15 triangles in a web of cubics

Consider a homogeneous cubic form in three variables X, Y, and Z, such as

X^2Y - X^2Z + XY^2 -XYZ - Y^2Z + Z^3

Sometimes a cubic form can be factored. In this case, we are lucky: it factors as

(X-Z)(Y-Z)(X+Y+Z),

but in general we will not be so lucky. It is pretty rare for a random cubic form to be factorable. From the perspective of projective algebraic geometry, a homogeneous cubic form cuts out an algebraic curve in the projective plane:

and a cubic that factors into three linear forms will cut out three lines: a “degenerate” plane cubic.

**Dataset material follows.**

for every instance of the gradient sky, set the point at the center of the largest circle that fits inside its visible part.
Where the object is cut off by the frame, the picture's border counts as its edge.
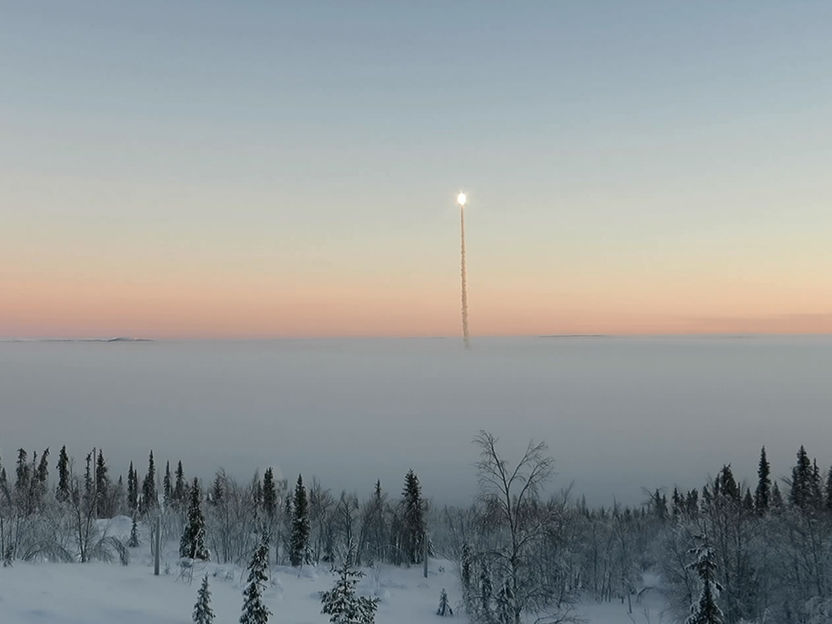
(242, 169)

Such a collection of three lines is called a “triangle”.

The space of homogeneous cubic forms is a 10-dimensional vector space with basis X^3, X^2Y, X^2Z, Y^3, Y^2X, Y^2Z, Z^3, Z^2X, Z^2Y, XYZ. However, given a cubic form F, the scaled form cF corresponds to the same curve. Furthermore, if all the coefficients are zero, then the form doesn’t correspond to the curve at all. Thus the space of plane cubics is nine-dimensional projective space.

In this post we will prove the following enumerative result:

A general three-dimensional family of plane cubics contains exactly 15 triangles.

By a three-dimensional family (aka “web”), we mean some embedded copy of \mathbb{P}^3 in this space \mathbb{P}^9 of plane cubics. This geometric result corresponds to the following purely algebraic fact:

A general four-dimensional subspace of the ten-dimensional space of cubic forms contains exactly 15 forms which factor into three linear forms.

(I should probably say something about the term “general”. The statement “a general x \in S satisfies property P” this means that P(x) says that the subset of S for which P(x) holds is dense in S.)

This material is drawn from 3264 And All That by Eisenbud and Harris

The strategy

Let us consider the space of (ordered) triples of lines, or nonzero linear forms up to scaling. This is \mathbb{P}^2 \times \mathbb{P}^2 \times \mathbb{P}^2. We can construct a morphism

\mathbb{P}^2 \times \mathbb{P}^2 \times \mathbb{P}^2 \to \mathbb{P}^9

which sends a triple of linear forms F, G, H to their product FGH. This map is (in general) 6 to 1, since there are 6 permutations of three (distinct) linear forms.

We will do intersection theory in \mathbb{P}^2 \times \mathbb{P}^2 \times \mathbb{P}^2: specifically, we will pull back the class of a \mathbb{P}^3 in \mathbb{P}^9 to \mathbb{P}^2 \times \mathbb{P}^2 \times \mathbb{P}^2, and count how many points it consists of (in other words, how many triples of linear forms correspond to cubic surfaces in a general web). Then we will divide this number by 6, to count the number of triangles in the family.

Computation in the Chow ring

The morphism

\phi: \mathbb{P}^2 \times \mathbb{P}^2 \times \mathbb{P}^2 \to \mathbb{P}^9

induces a map of Chow rings:

\phi^*: A(\mathbb{P}^9) \to A(\mathbb{P}^2 \times \mathbb{P}^2 \times \mathbb{P}^2).

Now, A(\mathbb{P}^9) \cong \mathbb{Z}[x]/(x^{10}) and A(\mathbb{P}^2 \times \mathbb{P}^2 \times \mathbb{P}^2) \cong \mathbb{Z}[a, b, c]/(a^3, b^3, c^3). The class of any \mathbb{P}^3 in A(\mathbb{P}^9) is x^6. Furthermore, \phi^*(x) = a+b+c. So, \phi^*(x^6) = (a+b+c)^6. If we expand this out, removing every term that has any variable to a power of three or greater, we see that every term except the monomial term of a^2b^2c^2 vanishes, and its coefficient is the {6 \choose 2, 2, 2} = \frac{6!}{2!2!2!} = 90. 90 is the the number of ordered triples of linear forms which correspond to cubic forms contained in a general web. Dividing by six, since six ordered triples correspond to one unordered triple (i.e. one distinct triangle), we obtain our answer of 15.